Still, while he never “thought a whole lot” about the fact his wife was a different race, he says others did question their decision to marry.
“Because it wasn’t that common.”
He says, at times, they faced discrimination — and it didn’t matter if they were living in a small town or a larger city. And they faced condemnation from both caucasians and asians. Thankfully, he says, people’s attitudes are changing.
“It’s becoming more common, interracial marriage.”
His wife died 15 years ago, from pancreatic cancer.
“Oh, that was difficult. But the marriage was slowly coming apart because we had such different backgrounds,” he says. “I didn’t really adapt well to living in the city because all of my education was in forestry and agriculture.”
Still, he lists getting married as a highlight of his life, along with the moments his two children were born.
Now, he says, his greatest hope for the future is: “to live long enough to see my grandkids growing up.”

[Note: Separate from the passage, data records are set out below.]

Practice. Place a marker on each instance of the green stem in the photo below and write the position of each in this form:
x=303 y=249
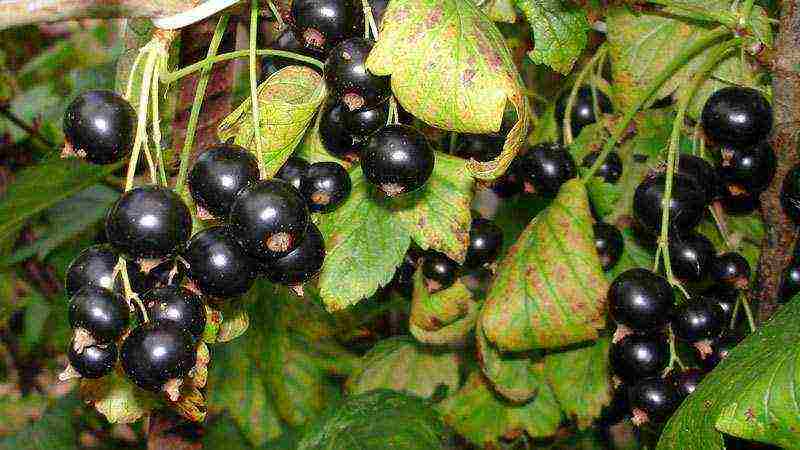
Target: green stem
x=197 y=105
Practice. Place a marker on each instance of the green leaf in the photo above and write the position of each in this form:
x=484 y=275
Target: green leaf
x=752 y=394
x=375 y=421
x=580 y=380
x=451 y=68
x=484 y=418
x=402 y=365
x=560 y=31
x=287 y=103
x=550 y=289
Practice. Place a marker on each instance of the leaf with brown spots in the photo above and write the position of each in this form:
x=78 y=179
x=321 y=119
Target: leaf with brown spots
x=550 y=289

And while he says he has regrets, and has “often” made bad decisions, he is content.
“More or less. I don’t know if I ever knew joy, but I’ve always basically been happy.”
Bob is currently retired. He owns a home he shares with his sister, often visits a cabin he built himself, and lives surrounded by close family.
“I’m just another face in the crowd, that’s all. I’ve never been important,” he says. After a short pause, he adds, “I never wanted to be.”